FOR IMMEDIATE RELEASE  Contact: Christina Bucher
April 19, 2002   The PBN Company


Higher Prices and Supply Shortages Already Reported

Washington, DC - Consumers and downstream users of steel, lumber and other imported products struggling as a result of trade restrictions imposed by the Bush Administration took their stories to Washington trade professionals, the diplomatic corps and Washington media outlets this week.

Jon Jenson, Chairman of the Consuming Industries Trade Action Coalition (CITAC), spoke yesterday to a group assembled to discuss the impact of President Bush's section 201 steel decision. Jenson stated that the 30% tariffs recently imposed are "costing the economy significantly," and "jeopardizing international trading relationships."

Providing examples of damage to the domestic economy, Jenson said steel users are being told that certain types of steel are not available until mid-July or August and that producers are rationing their output, putting customers on allocation. At least one producer has stopped taking orders entirely. The resulting shortage is creating a "dramatic increase in price." In the last four months, hot rolled sheet, widely used by downstream users, has gone from $210/ton to $320/ton today, according to American Metal Markets. The next increase is expected in July, and if predictions of $350/ton from noted steel market analyst Charles Bradford are correct, the price would reflect a 70% increase over the last six months.

"For companies that can only afford a 10% increase in input costs before they lose profitability, a 70% increase is devastating," stated Jenson. "Steel makes up 40-70% of the cost of the products I'm talking about. The steel price impact is enormous."

Jenson went on to describe two specific companies already hit hard. A steel-using company in Grand Rapids, Michigan recently lost $6.5 million in business and will be forced to cut jobs. Its long-time customer, located just down the street, is moving production abroad to take advantage of world-competitive steel prices.

Another company, also in Michigan, is laying off 200 workers because one of its main inputs - stainless steel bar - is 40% cheaper in France. Productivity at the French facility is lower, but the steel price differential overrides the productivity factor.

Laura Baughman, co-author of the CITAC study "Economic Effects of ITC Relief Recommendations," described the higher prices and supply shortages in the steel market at a Washington International Trade Association (WITA) meeting on April 16. Many have been put on allocation by their suppliers, have seen prices rise 10 to 20% and have lost millions of dollars in contracts to competitors oversees who have access to world-priced steel.

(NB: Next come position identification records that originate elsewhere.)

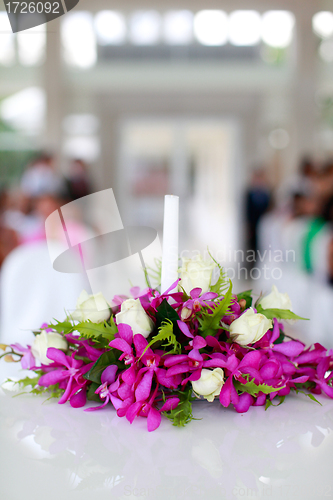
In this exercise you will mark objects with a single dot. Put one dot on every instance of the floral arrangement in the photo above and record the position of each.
(154, 354)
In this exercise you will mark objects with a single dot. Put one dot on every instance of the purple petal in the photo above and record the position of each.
(126, 332)
(143, 390)
(79, 399)
(175, 360)
(109, 374)
(275, 332)
(260, 401)
(195, 293)
(327, 390)
(153, 420)
(129, 375)
(214, 363)
(184, 328)
(175, 370)
(195, 355)
(140, 345)
(67, 392)
(133, 411)
(269, 370)
(59, 357)
(322, 367)
(125, 391)
(300, 380)
(291, 348)
(53, 378)
(209, 296)
(225, 394)
(252, 359)
(121, 345)
(169, 382)
(199, 342)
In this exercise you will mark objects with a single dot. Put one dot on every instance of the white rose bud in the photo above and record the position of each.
(249, 327)
(45, 340)
(276, 300)
(133, 314)
(196, 273)
(91, 308)
(209, 384)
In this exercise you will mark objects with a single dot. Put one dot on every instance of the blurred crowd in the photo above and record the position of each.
(298, 217)
(42, 190)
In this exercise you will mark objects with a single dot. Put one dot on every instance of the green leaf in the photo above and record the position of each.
(64, 327)
(90, 330)
(210, 323)
(253, 389)
(91, 396)
(270, 403)
(278, 313)
(181, 415)
(311, 396)
(26, 381)
(166, 333)
(106, 359)
(247, 296)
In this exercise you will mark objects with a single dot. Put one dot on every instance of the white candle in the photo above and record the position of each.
(170, 242)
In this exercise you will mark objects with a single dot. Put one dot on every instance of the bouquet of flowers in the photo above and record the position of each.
(153, 354)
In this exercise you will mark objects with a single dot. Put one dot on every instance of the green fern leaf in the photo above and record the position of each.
(165, 333)
(210, 322)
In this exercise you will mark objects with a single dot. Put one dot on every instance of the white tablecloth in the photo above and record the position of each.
(54, 452)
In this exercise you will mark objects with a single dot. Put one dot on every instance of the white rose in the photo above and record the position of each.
(133, 314)
(45, 340)
(249, 327)
(209, 384)
(196, 273)
(276, 300)
(91, 308)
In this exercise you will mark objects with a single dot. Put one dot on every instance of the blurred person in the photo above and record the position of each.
(41, 178)
(78, 182)
(8, 236)
(17, 214)
(258, 200)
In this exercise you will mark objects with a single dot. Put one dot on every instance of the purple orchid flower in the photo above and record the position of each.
(108, 379)
(146, 409)
(71, 378)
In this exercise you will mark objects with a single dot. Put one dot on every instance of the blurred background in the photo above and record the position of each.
(228, 105)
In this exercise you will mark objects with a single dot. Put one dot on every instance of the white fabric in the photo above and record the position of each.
(32, 292)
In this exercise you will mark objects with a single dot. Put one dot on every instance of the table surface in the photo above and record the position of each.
(51, 451)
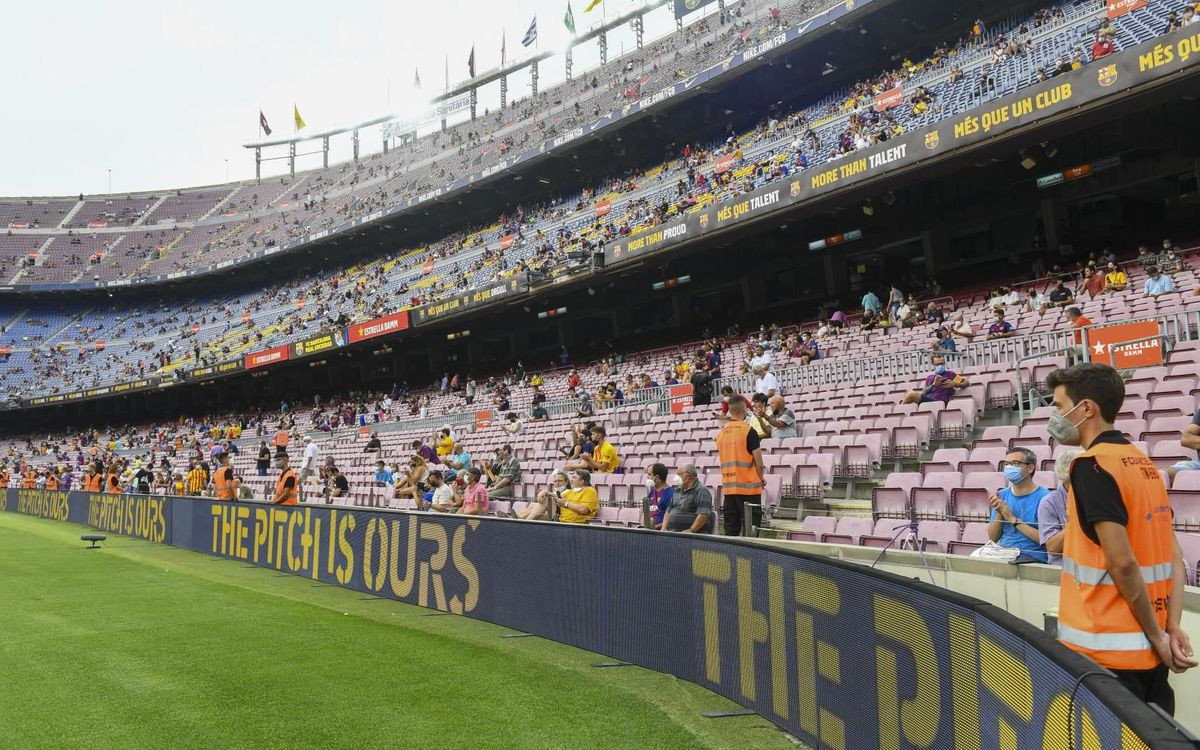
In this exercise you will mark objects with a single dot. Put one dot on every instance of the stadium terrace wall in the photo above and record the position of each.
(838, 654)
(1167, 55)
(627, 113)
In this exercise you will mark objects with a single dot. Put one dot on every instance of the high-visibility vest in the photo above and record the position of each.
(738, 473)
(225, 483)
(283, 496)
(1093, 617)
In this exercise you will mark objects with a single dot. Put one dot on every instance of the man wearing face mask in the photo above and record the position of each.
(939, 387)
(1014, 509)
(691, 504)
(1121, 594)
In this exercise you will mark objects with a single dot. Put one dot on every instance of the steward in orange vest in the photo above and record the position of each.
(737, 444)
(1119, 538)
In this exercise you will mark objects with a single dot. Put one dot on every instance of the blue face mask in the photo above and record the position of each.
(1013, 474)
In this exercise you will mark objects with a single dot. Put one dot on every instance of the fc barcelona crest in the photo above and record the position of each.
(1107, 76)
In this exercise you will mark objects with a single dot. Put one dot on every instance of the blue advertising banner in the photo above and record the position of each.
(838, 654)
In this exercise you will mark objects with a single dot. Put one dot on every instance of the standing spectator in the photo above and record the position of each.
(580, 503)
(1000, 328)
(658, 493)
(1053, 510)
(737, 444)
(781, 419)
(1014, 509)
(1120, 553)
(691, 504)
(503, 474)
(309, 463)
(474, 495)
(263, 462)
(940, 385)
(1158, 283)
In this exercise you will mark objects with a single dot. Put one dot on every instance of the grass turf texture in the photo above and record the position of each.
(139, 645)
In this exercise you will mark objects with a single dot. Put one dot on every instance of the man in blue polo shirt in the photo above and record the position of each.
(1014, 509)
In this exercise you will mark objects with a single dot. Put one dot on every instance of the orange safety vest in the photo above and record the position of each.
(225, 484)
(738, 473)
(282, 496)
(1093, 617)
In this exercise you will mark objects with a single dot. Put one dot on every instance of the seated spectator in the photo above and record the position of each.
(691, 504)
(1169, 261)
(337, 485)
(580, 503)
(474, 495)
(1115, 280)
(442, 498)
(1061, 297)
(757, 415)
(1014, 509)
(513, 425)
(604, 457)
(940, 385)
(1000, 328)
(544, 507)
(503, 473)
(1189, 441)
(1158, 283)
(413, 484)
(781, 419)
(1053, 510)
(658, 492)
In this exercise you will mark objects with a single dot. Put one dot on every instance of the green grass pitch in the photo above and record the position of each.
(145, 646)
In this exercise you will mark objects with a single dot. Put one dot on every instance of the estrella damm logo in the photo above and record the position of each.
(1108, 75)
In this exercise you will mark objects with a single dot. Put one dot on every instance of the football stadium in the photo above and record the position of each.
(661, 373)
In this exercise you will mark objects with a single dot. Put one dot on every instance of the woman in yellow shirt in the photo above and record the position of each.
(1115, 280)
(581, 503)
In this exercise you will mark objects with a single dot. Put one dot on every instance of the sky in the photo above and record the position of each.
(154, 95)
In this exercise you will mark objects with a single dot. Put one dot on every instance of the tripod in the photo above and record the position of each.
(911, 538)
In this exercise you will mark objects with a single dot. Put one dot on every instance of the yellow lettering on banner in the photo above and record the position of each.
(711, 568)
(1007, 678)
(1055, 727)
(813, 657)
(466, 569)
(345, 570)
(373, 579)
(915, 718)
(402, 587)
(431, 571)
(964, 682)
(262, 529)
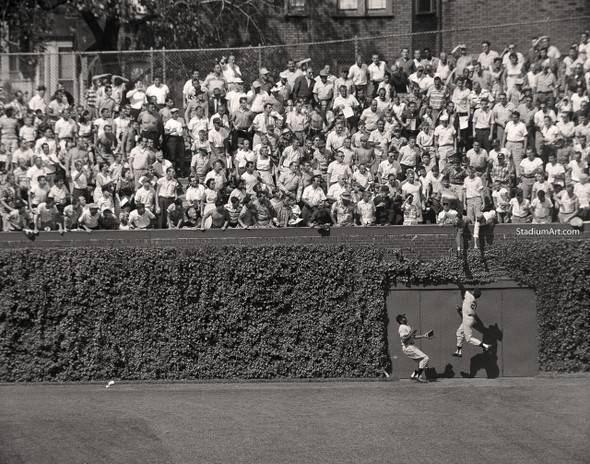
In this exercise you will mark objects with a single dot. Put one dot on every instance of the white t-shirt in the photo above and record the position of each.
(159, 92)
(141, 221)
(469, 305)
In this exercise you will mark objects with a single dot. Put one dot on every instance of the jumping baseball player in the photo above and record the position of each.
(408, 337)
(465, 330)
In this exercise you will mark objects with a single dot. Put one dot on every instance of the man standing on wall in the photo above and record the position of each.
(408, 337)
(465, 330)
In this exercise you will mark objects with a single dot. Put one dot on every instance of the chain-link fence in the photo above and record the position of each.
(75, 70)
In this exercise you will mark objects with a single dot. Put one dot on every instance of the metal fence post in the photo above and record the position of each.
(163, 64)
(151, 64)
(83, 76)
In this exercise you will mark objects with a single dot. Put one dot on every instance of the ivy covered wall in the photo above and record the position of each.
(252, 312)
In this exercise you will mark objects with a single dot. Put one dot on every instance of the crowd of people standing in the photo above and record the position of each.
(452, 139)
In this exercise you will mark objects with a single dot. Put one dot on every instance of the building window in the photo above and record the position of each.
(376, 4)
(348, 5)
(364, 7)
(296, 7)
(425, 6)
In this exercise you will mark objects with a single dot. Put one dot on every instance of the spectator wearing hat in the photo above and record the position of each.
(345, 80)
(191, 87)
(234, 96)
(576, 167)
(313, 197)
(501, 114)
(514, 70)
(323, 89)
(541, 208)
(215, 80)
(37, 102)
(343, 210)
(174, 129)
(527, 115)
(462, 59)
(241, 120)
(515, 137)
(141, 218)
(291, 73)
(547, 85)
(411, 211)
(567, 204)
(515, 95)
(298, 121)
(257, 97)
(482, 123)
(474, 194)
(527, 169)
(436, 97)
(290, 181)
(89, 218)
(266, 83)
(140, 158)
(303, 87)
(198, 100)
(582, 192)
(445, 141)
(501, 171)
(216, 100)
(231, 71)
(487, 56)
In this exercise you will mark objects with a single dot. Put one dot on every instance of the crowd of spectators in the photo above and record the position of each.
(450, 139)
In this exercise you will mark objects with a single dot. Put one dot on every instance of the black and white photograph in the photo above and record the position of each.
(294, 231)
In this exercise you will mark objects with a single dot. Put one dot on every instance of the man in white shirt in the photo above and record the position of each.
(158, 90)
(487, 56)
(359, 74)
(474, 194)
(515, 137)
(527, 169)
(445, 141)
(174, 129)
(38, 101)
(376, 73)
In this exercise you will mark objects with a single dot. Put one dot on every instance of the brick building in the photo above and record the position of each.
(422, 23)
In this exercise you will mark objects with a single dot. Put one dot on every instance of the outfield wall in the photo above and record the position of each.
(507, 321)
(424, 242)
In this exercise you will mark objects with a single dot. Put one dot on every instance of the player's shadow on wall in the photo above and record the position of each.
(448, 373)
(487, 360)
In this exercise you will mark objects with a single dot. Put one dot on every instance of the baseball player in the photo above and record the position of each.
(467, 311)
(408, 337)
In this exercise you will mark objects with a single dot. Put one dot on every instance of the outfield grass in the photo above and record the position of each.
(520, 421)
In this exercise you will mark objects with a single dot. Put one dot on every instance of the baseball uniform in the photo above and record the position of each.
(465, 330)
(409, 347)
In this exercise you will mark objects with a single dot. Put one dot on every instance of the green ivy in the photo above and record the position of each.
(250, 312)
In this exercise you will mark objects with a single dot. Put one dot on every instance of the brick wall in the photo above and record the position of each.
(482, 13)
(425, 241)
(322, 23)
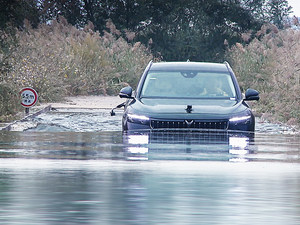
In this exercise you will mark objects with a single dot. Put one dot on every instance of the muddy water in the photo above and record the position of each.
(76, 167)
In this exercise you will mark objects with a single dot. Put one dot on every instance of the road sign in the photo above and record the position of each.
(28, 97)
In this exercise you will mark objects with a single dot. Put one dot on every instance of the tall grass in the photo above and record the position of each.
(58, 60)
(271, 64)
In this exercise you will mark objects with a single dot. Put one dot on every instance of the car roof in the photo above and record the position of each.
(199, 66)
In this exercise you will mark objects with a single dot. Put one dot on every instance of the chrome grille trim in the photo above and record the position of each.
(186, 124)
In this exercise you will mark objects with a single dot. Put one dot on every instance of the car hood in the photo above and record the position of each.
(204, 108)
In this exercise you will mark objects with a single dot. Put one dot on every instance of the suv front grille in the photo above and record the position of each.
(190, 124)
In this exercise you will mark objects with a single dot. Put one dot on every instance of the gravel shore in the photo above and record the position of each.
(87, 102)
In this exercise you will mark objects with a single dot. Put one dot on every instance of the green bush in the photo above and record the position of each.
(59, 60)
(270, 64)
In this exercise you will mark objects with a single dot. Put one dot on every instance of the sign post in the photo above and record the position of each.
(28, 98)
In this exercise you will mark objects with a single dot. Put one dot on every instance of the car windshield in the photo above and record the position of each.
(188, 84)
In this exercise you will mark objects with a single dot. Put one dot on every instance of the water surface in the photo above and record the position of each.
(76, 167)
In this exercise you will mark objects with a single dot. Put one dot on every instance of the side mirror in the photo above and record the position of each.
(126, 92)
(251, 95)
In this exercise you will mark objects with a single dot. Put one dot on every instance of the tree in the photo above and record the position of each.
(14, 12)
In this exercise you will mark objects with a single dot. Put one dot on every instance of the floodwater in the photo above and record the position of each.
(76, 167)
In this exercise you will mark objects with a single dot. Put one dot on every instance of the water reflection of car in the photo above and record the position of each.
(189, 96)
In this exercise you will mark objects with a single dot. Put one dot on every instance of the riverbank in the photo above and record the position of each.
(101, 102)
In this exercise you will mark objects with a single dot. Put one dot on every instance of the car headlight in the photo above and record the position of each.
(240, 118)
(135, 118)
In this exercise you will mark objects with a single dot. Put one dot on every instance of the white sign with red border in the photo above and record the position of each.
(28, 97)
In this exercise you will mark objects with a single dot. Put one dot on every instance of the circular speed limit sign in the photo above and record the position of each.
(28, 97)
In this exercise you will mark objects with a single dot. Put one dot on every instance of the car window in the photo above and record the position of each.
(188, 84)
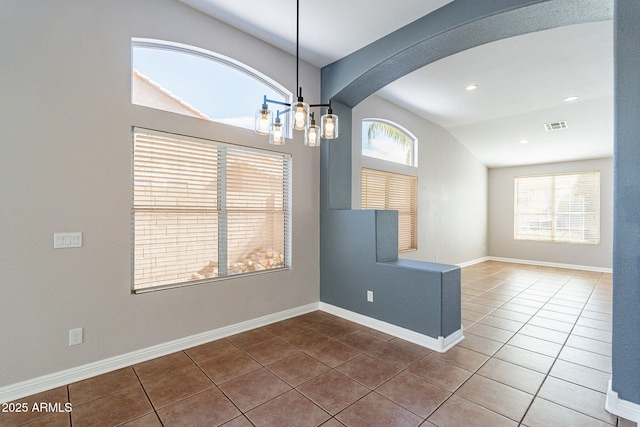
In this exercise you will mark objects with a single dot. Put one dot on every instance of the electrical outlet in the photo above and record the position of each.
(75, 336)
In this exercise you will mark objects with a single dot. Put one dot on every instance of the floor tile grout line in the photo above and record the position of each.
(556, 357)
(525, 323)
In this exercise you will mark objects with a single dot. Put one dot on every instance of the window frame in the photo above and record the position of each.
(552, 212)
(220, 207)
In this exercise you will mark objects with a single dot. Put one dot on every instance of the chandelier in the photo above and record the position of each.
(300, 117)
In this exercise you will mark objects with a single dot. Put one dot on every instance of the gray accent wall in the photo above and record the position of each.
(452, 185)
(626, 246)
(501, 222)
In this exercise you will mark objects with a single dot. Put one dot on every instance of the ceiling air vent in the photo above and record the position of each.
(555, 126)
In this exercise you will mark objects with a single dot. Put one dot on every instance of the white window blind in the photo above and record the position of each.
(558, 208)
(391, 191)
(203, 210)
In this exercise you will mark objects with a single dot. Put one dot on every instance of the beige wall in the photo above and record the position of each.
(66, 119)
(452, 186)
(501, 242)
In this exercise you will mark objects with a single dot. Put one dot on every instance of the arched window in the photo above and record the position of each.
(198, 83)
(382, 187)
(385, 140)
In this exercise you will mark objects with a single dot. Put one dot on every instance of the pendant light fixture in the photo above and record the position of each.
(266, 123)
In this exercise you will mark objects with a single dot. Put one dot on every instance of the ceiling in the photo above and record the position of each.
(521, 81)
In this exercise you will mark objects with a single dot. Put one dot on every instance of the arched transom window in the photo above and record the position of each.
(195, 82)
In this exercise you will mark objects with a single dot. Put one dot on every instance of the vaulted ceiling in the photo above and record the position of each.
(522, 82)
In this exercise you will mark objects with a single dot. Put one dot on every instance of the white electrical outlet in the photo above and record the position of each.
(75, 336)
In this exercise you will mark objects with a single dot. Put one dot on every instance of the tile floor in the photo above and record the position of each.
(537, 353)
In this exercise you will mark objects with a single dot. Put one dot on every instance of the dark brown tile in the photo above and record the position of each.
(249, 338)
(581, 375)
(462, 358)
(457, 411)
(362, 340)
(305, 339)
(512, 375)
(298, 369)
(312, 318)
(333, 391)
(210, 407)
(442, 374)
(375, 410)
(576, 397)
(283, 328)
(291, 409)
(368, 370)
(270, 351)
(495, 396)
(544, 414)
(240, 421)
(333, 353)
(56, 419)
(254, 389)
(334, 328)
(178, 385)
(229, 366)
(397, 353)
(126, 405)
(480, 344)
(210, 350)
(149, 420)
(525, 358)
(414, 394)
(102, 385)
(162, 366)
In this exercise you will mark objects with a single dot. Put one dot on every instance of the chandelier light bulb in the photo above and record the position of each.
(300, 115)
(329, 126)
(263, 120)
(276, 137)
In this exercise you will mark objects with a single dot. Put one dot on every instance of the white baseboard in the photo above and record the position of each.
(440, 344)
(79, 373)
(58, 379)
(545, 264)
(473, 261)
(620, 407)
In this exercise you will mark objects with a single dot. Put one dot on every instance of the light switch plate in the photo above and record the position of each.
(67, 240)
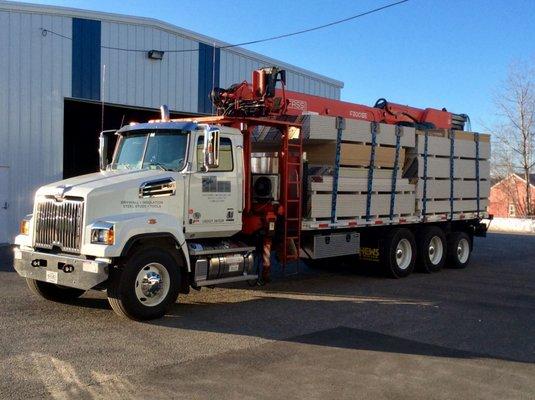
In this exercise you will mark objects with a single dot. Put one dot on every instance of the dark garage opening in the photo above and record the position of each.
(82, 126)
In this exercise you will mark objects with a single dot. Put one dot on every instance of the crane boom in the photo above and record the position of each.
(262, 98)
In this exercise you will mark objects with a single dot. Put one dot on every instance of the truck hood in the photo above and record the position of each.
(82, 185)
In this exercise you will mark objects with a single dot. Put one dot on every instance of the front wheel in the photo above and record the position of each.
(147, 285)
(50, 291)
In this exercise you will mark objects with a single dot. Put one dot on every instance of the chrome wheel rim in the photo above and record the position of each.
(463, 250)
(435, 250)
(152, 284)
(403, 254)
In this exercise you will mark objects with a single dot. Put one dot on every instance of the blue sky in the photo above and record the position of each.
(426, 53)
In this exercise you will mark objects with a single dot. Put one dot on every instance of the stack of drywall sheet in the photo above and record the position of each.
(320, 136)
(352, 198)
(437, 179)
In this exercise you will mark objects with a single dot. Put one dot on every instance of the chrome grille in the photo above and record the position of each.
(59, 224)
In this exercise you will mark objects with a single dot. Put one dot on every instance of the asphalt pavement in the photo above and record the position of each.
(342, 332)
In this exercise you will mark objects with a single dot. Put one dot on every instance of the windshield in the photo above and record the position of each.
(158, 149)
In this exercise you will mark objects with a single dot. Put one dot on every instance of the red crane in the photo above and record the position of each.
(262, 98)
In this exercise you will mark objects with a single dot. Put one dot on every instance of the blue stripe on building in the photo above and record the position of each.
(208, 76)
(86, 58)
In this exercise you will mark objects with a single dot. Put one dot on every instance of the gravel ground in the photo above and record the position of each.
(343, 332)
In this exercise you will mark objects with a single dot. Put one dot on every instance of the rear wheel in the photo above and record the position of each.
(459, 250)
(147, 285)
(398, 253)
(50, 291)
(432, 249)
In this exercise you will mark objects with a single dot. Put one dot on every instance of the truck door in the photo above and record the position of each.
(215, 196)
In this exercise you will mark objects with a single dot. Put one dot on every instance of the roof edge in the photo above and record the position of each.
(120, 18)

In response to a question about steel users passing on price cuts when steel was at a twenty-year low (1998-2000), Baughman referred to the Consumer Price Index, noting that the prices of both cars and appliances declined over the period. "We're talking about the small businesses making the automotive parts. They have to sign contracts with customers promising 5% price decreases each year. If there is any savings, it is passed on to the consumer. Steel-using industries also were a powerful job engine, bringing on 848,000 new employees between 1997 and 2000."

Susan Petniunas of American Consumers for Affordable Housing (ACAH) also participated in the WITA panel and urged participants to express their concerns to the Administration about impending 29% tariffs on Canadian softwood lumber. Petniunas said the new taxes will add nearly $1,500 to the price of a new home, pricing close to 450,000 families out of the housing market because they cannot qualify for mortgages.

Consumers for World Trade (CWT) representative Robin Lanier chaired the session, noting that individual American consumers ultimately pay the bill for trade restrictions. For example, the annual cost to an American family of textile and apparel restrictions reaches $700. As a result, associations like CWT and ACAH have thrown their weight behind a bill to improve the standing of downstream users, and therefore consumers, in trade cases.

CITAC is leading the effort for passage of The Transparency and Fairness Trade Act (HR 2770), which would create opportunities for downstream industries to participate in, and receive more balanced outcomes from, the U.S. trade policymaking process. The bill has two essential components: 1) bringing downstream industries into the trade debate by making purchasers full parties to trade cases; and 2) exempting imports temporarily from trade remedy actions if they are not made in the United States or are in short supply.

In addition to promoting HR 2770, Jenson said CITAC will continue to educate American manufacturers, support exclusion requests and opportunities, and continue to voice the concerns of downstream users caught in the fruitless cycle of protectionism.

CITAC is a coalition of companies and organizations committed to promoting a trade arena where U.S. consuming industries and their workers have access to global markets for imports that enhance the international competitiveness of American firms.